Localização da SN 2023vbw (círculo magenta) na periferia de sua galáxia anã hospedeira (círculo verde). Crédito: arXiv (2026). DOI: 10.48550/arxiv.2605.16487

Em uma supernova de instabilidade de pares, o núcleo de uma estrela extremamente massiva fica tão quente que gera pares de matéria e antimatéria. Esse processo reduz a pressão que sustenta a estrela contra a gravidade, desencadeando uma explosão termonuclear tão violenta que a estrela inteira é consumida. Nenhuma estrela de nêutrons ou buraco negro estelar permanece. A teoria prevê esse destino para estrelas com 140 a 260 massas solares e baixa metalicidade. A SN 2023vbw se encaixa nesses critérios.

O evento foi detectado pela primeira vez pelo Observatório Transiente Zwicky em outubro de 2023. Inicialmente classificado como uma supernova clássica do Tipo II, seu comportamento rapidamente se mostrou atípico. Sua curva de luz apresentou um aumento constante até um pico em torno de 190 dias, muito mais longo que o normal. Em seguida, declinou rapidamente antes de se estabilizar em um decaimento lento. A energia total liberada foi mais de dez vezes maior que a de uma supernova comum.

Durante o aumento de luminosidade, a explosão manteve uma temperatura quase constante enquanto suas camadas externas continuavam a se expandir. Isso requer uma fonte de aquecimento interna contínua , diferentemente das supernovas clássicas. À medida que seu brilho diminuía, linhas de emissão apareceram, e as linhas de hidrogênio mostraram vários componentes, indicando que o material ejetado estava interagindo com um disco de matéria que a estrela havia expelido antes de sua morte.

Modelos indicam que a estrela progenitora era uma supergigante azul, com uma massa de material ejetado entre 170 e 350 massas solares. A energia cinética da explosão excede em muito a que uma supernova de colapso de núcleo pode produzir. A baixa metalicidade da galáxia hospedeira corrobora a hipótese de uma supernova de instabilidade de pares. Além disso, essa supergigante azul pode ter se originado da fusão de duas estrelas massivas em um sistema binário .

Esse cenário de fusão explicaria naturalmente o envelope em forma de disco ao redor da estrela. No entanto, ainda existem incertezas: permanece desconhecido se estrelas muito massivas terminam suas vidas como supergigantes vermelhas ou azuis, ou quando tal fusão poderia ocorrer. Apesar dessas questões, a SN 2023vbw continua sendo uma forte candidata a supernova de instabilidade de pares.

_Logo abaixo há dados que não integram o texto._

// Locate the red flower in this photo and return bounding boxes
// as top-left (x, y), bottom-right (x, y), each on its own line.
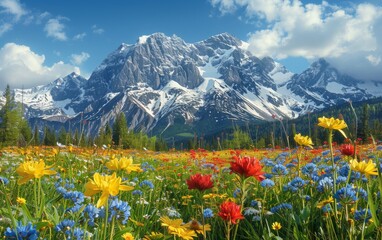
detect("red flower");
top-left (218, 201), bottom-right (244, 224)
top-left (340, 144), bottom-right (354, 156)
top-left (230, 156), bottom-right (265, 181)
top-left (186, 173), bottom-right (214, 191)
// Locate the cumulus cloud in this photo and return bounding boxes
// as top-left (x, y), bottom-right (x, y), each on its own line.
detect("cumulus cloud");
top-left (92, 25), bottom-right (105, 34)
top-left (73, 32), bottom-right (86, 40)
top-left (0, 43), bottom-right (80, 90)
top-left (0, 0), bottom-right (27, 21)
top-left (44, 18), bottom-right (68, 41)
top-left (70, 52), bottom-right (90, 65)
top-left (211, 0), bottom-right (382, 80)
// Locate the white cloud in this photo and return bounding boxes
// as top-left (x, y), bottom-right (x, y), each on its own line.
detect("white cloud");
top-left (73, 32), bottom-right (86, 40)
top-left (44, 18), bottom-right (68, 41)
top-left (211, 0), bottom-right (382, 80)
top-left (0, 43), bottom-right (80, 90)
top-left (0, 0), bottom-right (27, 21)
top-left (0, 23), bottom-right (12, 36)
top-left (70, 52), bottom-right (90, 65)
top-left (92, 25), bottom-right (105, 34)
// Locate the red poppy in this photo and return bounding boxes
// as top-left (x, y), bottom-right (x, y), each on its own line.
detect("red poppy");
top-left (230, 156), bottom-right (265, 181)
top-left (186, 173), bottom-right (214, 191)
top-left (340, 144), bottom-right (354, 156)
top-left (218, 201), bottom-right (244, 224)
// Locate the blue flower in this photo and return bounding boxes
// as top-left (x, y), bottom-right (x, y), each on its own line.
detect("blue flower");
top-left (260, 179), bottom-right (275, 188)
top-left (82, 204), bottom-right (100, 227)
top-left (251, 200), bottom-right (259, 207)
top-left (301, 163), bottom-right (318, 176)
top-left (354, 209), bottom-right (371, 223)
top-left (131, 190), bottom-right (143, 196)
top-left (108, 199), bottom-right (131, 224)
top-left (334, 185), bottom-right (358, 204)
top-left (4, 222), bottom-right (39, 240)
top-left (271, 203), bottom-right (292, 213)
top-left (244, 207), bottom-right (260, 216)
top-left (233, 188), bottom-right (241, 198)
top-left (0, 177), bottom-right (9, 185)
top-left (139, 180), bottom-right (154, 189)
top-left (54, 219), bottom-right (75, 235)
top-left (272, 164), bottom-right (288, 175)
top-left (73, 228), bottom-right (85, 240)
top-left (284, 177), bottom-right (306, 192)
top-left (203, 208), bottom-right (214, 218)
top-left (317, 177), bottom-right (333, 192)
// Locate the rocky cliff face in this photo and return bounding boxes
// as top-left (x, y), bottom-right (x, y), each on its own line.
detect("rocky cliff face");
top-left (5, 33), bottom-right (375, 136)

Graças à sua relativa proximidade e brilho, a SN 2023vbw oferece aos astrônomos a oportunidade de estudá-la em múltiplos comprimentos de onda para compreender a história da perda de massa da estrela e os elementos químicos produzidos durante a explosão. Missões futuras, como o Observatório Vera Rubin e o Telescópio Espacial Nancy Grace Roman, deverão detectar dezenas de eventos semelhantes, revelando a morte e a evolução das estrelas mais massivas do Universo.

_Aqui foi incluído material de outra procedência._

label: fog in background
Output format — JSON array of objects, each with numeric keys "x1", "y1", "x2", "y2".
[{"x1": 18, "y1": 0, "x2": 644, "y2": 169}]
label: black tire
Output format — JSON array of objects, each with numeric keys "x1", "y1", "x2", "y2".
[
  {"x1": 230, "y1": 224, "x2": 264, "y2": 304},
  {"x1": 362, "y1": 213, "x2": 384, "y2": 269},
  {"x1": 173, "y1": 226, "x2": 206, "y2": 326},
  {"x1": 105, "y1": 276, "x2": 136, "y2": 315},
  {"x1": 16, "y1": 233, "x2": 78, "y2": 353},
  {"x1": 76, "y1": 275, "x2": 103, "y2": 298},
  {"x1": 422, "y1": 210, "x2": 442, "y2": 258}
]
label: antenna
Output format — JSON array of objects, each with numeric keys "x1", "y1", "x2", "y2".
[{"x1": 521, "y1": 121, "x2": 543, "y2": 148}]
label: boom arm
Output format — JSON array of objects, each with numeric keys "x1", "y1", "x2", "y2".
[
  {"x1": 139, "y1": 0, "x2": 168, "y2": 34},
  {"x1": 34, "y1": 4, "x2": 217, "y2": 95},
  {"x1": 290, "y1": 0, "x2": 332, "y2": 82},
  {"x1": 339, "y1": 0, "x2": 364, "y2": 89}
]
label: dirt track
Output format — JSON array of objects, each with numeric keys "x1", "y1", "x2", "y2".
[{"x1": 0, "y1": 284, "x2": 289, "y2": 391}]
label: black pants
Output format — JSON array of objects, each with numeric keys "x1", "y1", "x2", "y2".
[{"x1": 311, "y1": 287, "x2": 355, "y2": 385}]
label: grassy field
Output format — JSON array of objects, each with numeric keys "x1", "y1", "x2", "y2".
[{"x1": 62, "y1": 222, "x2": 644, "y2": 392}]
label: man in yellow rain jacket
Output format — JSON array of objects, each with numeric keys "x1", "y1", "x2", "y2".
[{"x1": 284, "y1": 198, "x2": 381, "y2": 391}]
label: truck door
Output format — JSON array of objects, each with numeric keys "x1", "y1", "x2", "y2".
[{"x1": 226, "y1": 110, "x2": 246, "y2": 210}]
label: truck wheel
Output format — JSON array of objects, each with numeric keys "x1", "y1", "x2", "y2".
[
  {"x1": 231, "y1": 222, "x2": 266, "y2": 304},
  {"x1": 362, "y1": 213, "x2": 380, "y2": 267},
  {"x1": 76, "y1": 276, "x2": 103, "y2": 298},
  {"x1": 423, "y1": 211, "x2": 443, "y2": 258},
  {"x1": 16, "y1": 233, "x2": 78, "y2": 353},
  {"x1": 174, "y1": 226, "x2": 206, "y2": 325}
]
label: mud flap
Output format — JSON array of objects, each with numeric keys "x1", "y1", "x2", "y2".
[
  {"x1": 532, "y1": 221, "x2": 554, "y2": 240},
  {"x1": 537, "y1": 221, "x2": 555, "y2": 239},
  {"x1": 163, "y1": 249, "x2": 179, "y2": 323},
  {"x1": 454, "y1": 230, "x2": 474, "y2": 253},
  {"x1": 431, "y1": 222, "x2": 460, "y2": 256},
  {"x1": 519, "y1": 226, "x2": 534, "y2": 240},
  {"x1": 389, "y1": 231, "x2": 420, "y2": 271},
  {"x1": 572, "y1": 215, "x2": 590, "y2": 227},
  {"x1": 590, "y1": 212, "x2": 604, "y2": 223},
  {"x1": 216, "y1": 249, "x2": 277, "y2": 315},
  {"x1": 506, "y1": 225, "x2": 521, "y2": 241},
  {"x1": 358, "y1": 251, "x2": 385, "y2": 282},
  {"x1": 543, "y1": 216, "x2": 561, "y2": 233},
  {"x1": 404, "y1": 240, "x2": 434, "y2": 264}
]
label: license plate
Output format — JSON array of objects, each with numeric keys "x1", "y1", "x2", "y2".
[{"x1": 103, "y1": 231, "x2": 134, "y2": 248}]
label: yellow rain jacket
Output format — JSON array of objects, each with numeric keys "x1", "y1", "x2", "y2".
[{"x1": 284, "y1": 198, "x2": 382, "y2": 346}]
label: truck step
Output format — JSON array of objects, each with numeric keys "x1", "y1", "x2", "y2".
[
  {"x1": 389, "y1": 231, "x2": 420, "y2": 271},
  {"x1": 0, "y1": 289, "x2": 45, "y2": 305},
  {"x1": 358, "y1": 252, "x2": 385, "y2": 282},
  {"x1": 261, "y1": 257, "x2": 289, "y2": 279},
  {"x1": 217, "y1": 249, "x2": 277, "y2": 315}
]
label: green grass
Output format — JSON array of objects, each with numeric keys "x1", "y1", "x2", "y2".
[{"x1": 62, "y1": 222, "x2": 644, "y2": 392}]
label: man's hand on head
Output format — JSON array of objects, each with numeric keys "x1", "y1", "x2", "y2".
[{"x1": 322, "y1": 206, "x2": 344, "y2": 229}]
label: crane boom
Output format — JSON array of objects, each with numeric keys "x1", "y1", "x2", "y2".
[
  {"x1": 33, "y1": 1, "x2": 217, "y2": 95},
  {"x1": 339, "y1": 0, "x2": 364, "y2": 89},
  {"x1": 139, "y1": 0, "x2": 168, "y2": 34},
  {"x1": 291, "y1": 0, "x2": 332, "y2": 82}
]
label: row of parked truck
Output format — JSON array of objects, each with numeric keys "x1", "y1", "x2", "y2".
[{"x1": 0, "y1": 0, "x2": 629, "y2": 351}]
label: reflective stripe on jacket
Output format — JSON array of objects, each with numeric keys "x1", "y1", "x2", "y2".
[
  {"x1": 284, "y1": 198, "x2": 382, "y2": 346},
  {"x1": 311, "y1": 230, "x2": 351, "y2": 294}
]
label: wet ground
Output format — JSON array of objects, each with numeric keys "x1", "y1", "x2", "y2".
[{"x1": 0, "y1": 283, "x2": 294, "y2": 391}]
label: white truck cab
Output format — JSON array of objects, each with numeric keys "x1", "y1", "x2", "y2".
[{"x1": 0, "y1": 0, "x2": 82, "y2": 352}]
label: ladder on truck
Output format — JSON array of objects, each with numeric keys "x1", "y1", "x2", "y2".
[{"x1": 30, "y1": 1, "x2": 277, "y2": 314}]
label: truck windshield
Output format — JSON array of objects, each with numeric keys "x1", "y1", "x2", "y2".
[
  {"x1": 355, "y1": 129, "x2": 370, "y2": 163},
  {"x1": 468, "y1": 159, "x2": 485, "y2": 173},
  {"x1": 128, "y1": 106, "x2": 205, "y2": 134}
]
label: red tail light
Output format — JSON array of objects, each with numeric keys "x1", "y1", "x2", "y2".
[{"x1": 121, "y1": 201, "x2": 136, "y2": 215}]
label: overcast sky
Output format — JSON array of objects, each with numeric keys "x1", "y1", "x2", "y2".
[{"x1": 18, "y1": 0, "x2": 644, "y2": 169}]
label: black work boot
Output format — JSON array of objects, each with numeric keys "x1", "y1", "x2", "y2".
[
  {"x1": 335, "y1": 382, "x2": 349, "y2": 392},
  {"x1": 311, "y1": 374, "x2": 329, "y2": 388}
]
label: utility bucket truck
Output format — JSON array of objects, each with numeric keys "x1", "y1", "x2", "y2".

O que é uma supernova de instabilidade de pares?

Em uma supernova de instabilidade de pares, o núcleo de uma estrela muito massiva atinge temperaturas extremas, da ordem de um bilhão de graus. Essas temperaturas são tão altas que os fótons gama produzidos no núcleo podem se transformar em pares elétron-pósitron. Esse processo reduz a pressão de radiação que sustenta a estrela contra a gravidade, causando um colapso repentino. O colapso desencadeia uma reação termonuclear explosiva que consome a estrela inteira.

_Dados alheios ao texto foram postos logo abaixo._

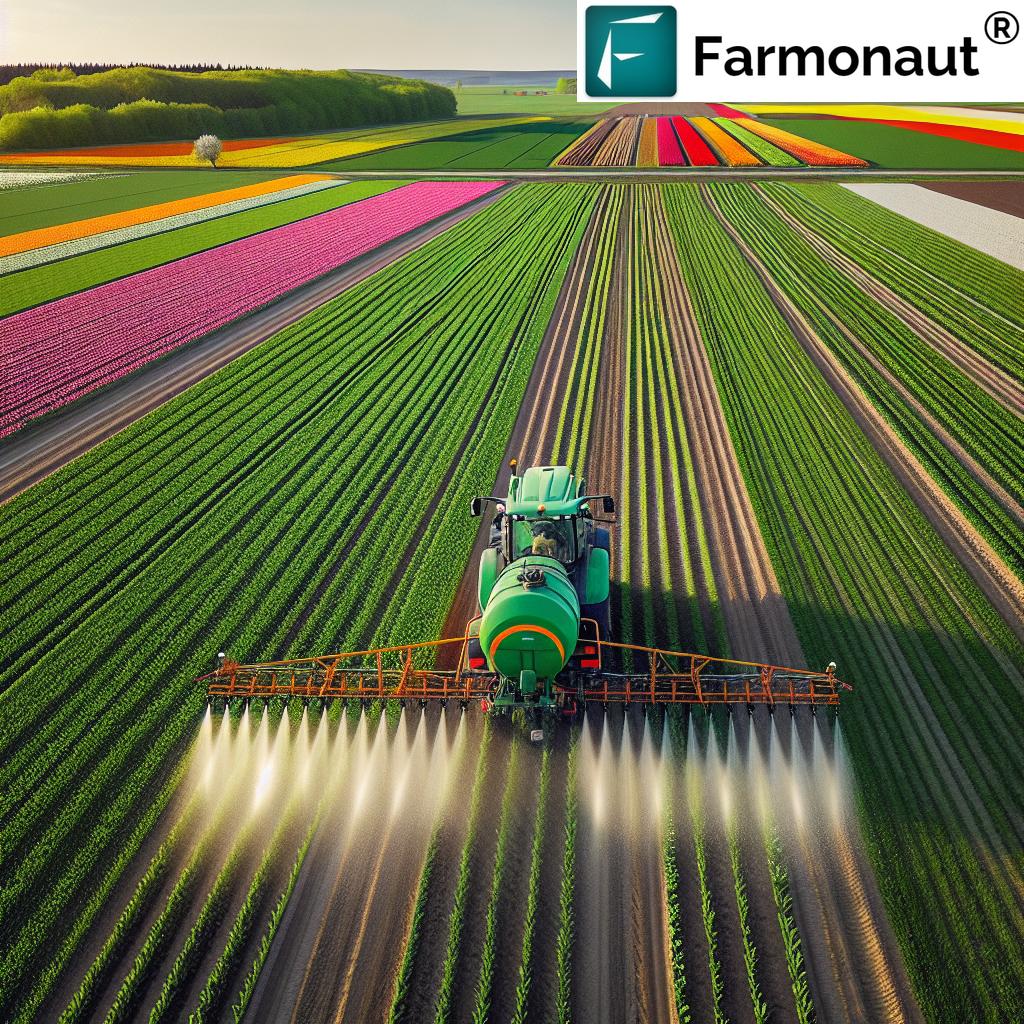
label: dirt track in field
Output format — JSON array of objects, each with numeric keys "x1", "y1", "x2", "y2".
[
  {"x1": 755, "y1": 185, "x2": 1024, "y2": 416},
  {"x1": 921, "y1": 181, "x2": 1024, "y2": 218},
  {"x1": 733, "y1": 187, "x2": 1024, "y2": 639},
  {"x1": 706, "y1": 180, "x2": 1012, "y2": 1020}
]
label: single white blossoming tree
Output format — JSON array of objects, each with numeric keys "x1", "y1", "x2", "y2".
[{"x1": 193, "y1": 135, "x2": 224, "y2": 167}]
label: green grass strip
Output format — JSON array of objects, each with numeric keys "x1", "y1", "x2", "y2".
[{"x1": 0, "y1": 181, "x2": 403, "y2": 316}]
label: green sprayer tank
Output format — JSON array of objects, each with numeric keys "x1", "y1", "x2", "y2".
[
  {"x1": 470, "y1": 464, "x2": 614, "y2": 709},
  {"x1": 480, "y1": 556, "x2": 580, "y2": 690}
]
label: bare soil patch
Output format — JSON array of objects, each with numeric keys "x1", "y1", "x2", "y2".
[{"x1": 921, "y1": 181, "x2": 1024, "y2": 220}]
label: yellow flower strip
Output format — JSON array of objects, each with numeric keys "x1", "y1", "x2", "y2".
[
  {"x1": 743, "y1": 103, "x2": 1024, "y2": 135},
  {"x1": 549, "y1": 118, "x2": 606, "y2": 167},
  {"x1": 637, "y1": 118, "x2": 657, "y2": 167},
  {"x1": 0, "y1": 174, "x2": 330, "y2": 256},
  {"x1": 743, "y1": 118, "x2": 867, "y2": 167},
  {"x1": 690, "y1": 118, "x2": 761, "y2": 167}
]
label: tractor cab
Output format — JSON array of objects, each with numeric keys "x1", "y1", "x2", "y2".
[
  {"x1": 467, "y1": 462, "x2": 615, "y2": 708},
  {"x1": 502, "y1": 513, "x2": 586, "y2": 566}
]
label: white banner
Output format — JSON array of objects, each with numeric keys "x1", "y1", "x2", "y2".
[{"x1": 577, "y1": 0, "x2": 1024, "y2": 102}]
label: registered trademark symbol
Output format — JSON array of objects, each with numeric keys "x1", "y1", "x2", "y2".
[{"x1": 985, "y1": 10, "x2": 1021, "y2": 45}]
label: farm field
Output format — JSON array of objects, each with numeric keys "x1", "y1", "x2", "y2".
[
  {"x1": 554, "y1": 114, "x2": 866, "y2": 167},
  {"x1": 323, "y1": 120, "x2": 588, "y2": 172},
  {"x1": 0, "y1": 159, "x2": 1024, "y2": 1024},
  {"x1": 6, "y1": 101, "x2": 1024, "y2": 171},
  {"x1": 759, "y1": 115, "x2": 1024, "y2": 171},
  {"x1": 0, "y1": 115, "x2": 548, "y2": 168}
]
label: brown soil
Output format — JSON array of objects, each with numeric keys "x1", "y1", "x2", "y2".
[
  {"x1": 920, "y1": 181, "x2": 1024, "y2": 218},
  {"x1": 0, "y1": 188, "x2": 505, "y2": 504},
  {"x1": 393, "y1": 715, "x2": 482, "y2": 1022},
  {"x1": 753, "y1": 184, "x2": 1024, "y2": 416},
  {"x1": 705, "y1": 180, "x2": 954, "y2": 1021},
  {"x1": 451, "y1": 720, "x2": 512, "y2": 1024},
  {"x1": 749, "y1": 184, "x2": 1024, "y2": 640}
]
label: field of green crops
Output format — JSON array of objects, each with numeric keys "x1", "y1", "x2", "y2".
[
  {"x1": 0, "y1": 167, "x2": 1024, "y2": 1024},
  {"x1": 763, "y1": 117, "x2": 1021, "y2": 171},
  {"x1": 323, "y1": 120, "x2": 590, "y2": 172}
]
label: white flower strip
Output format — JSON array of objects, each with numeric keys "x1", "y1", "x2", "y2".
[
  {"x1": 0, "y1": 171, "x2": 125, "y2": 191},
  {"x1": 0, "y1": 178, "x2": 344, "y2": 275},
  {"x1": 843, "y1": 182, "x2": 1024, "y2": 270}
]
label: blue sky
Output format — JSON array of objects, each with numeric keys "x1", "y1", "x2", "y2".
[{"x1": 0, "y1": 0, "x2": 575, "y2": 70}]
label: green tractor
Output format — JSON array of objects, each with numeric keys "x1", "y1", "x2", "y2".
[{"x1": 467, "y1": 460, "x2": 615, "y2": 713}]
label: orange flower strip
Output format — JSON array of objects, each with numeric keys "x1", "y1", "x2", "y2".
[
  {"x1": 637, "y1": 118, "x2": 657, "y2": 167},
  {"x1": 743, "y1": 118, "x2": 867, "y2": 167},
  {"x1": 0, "y1": 174, "x2": 330, "y2": 256},
  {"x1": 690, "y1": 118, "x2": 761, "y2": 167}
]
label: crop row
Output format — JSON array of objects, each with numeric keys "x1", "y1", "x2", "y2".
[
  {"x1": 713, "y1": 118, "x2": 800, "y2": 167},
  {"x1": 637, "y1": 118, "x2": 659, "y2": 167},
  {"x1": 763, "y1": 183, "x2": 1024, "y2": 383},
  {"x1": 764, "y1": 822, "x2": 816, "y2": 1024},
  {"x1": 387, "y1": 708, "x2": 471, "y2": 1024},
  {"x1": 743, "y1": 118, "x2": 867, "y2": 167},
  {"x1": 0, "y1": 171, "x2": 280, "y2": 236},
  {"x1": 666, "y1": 185, "x2": 1024, "y2": 1021},
  {"x1": 554, "y1": 118, "x2": 615, "y2": 167},
  {"x1": 512, "y1": 738, "x2": 552, "y2": 1024},
  {"x1": 712, "y1": 185, "x2": 1024, "y2": 589},
  {"x1": 434, "y1": 719, "x2": 490, "y2": 1024},
  {"x1": 690, "y1": 118, "x2": 761, "y2": 167},
  {"x1": 591, "y1": 117, "x2": 643, "y2": 167},
  {"x1": 689, "y1": 786, "x2": 727, "y2": 1024},
  {"x1": 472, "y1": 733, "x2": 523, "y2": 1024},
  {"x1": 726, "y1": 817, "x2": 770, "y2": 1024},
  {"x1": 0, "y1": 182, "x2": 497, "y2": 435},
  {"x1": 231, "y1": 819, "x2": 317, "y2": 1021},
  {"x1": 555, "y1": 729, "x2": 580, "y2": 1024},
  {"x1": 4, "y1": 185, "x2": 594, "y2": 1024},
  {"x1": 662, "y1": 708, "x2": 692, "y2": 1024}
]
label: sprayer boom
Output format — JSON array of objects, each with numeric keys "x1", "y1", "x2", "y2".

Essa explosão é tão violenta que nenhum remanescente compacto, como uma estrela de nêutrons ou um buraco negro, permanece. A supernova espalha todo o seu material para o espaço, enriquecendo o meio interestelar com elementos pesados. Os modelos preveem que apenas estrelas inicialmente muito massivas (entre 140 e 260 massas solares) e pobres em metais podem sofrer esse destino. A baixa metalicidade é essencial porque reduz a perda de massa pelos ventos estelares, permitindo que a estrela retenha sua alta massa. Supernovas de

instabilidade de pares são extremamente raras porque requerem condições muito específicas. Acredita-se que elas eram mais frequentes no início do Universo, quando as estrelas eram mais massivas e menos metálicas. Estudá-los ajuda os astrônomos a entender a formação dos primeiros elementos pesados ​​e a evolução das galáxias primordiais.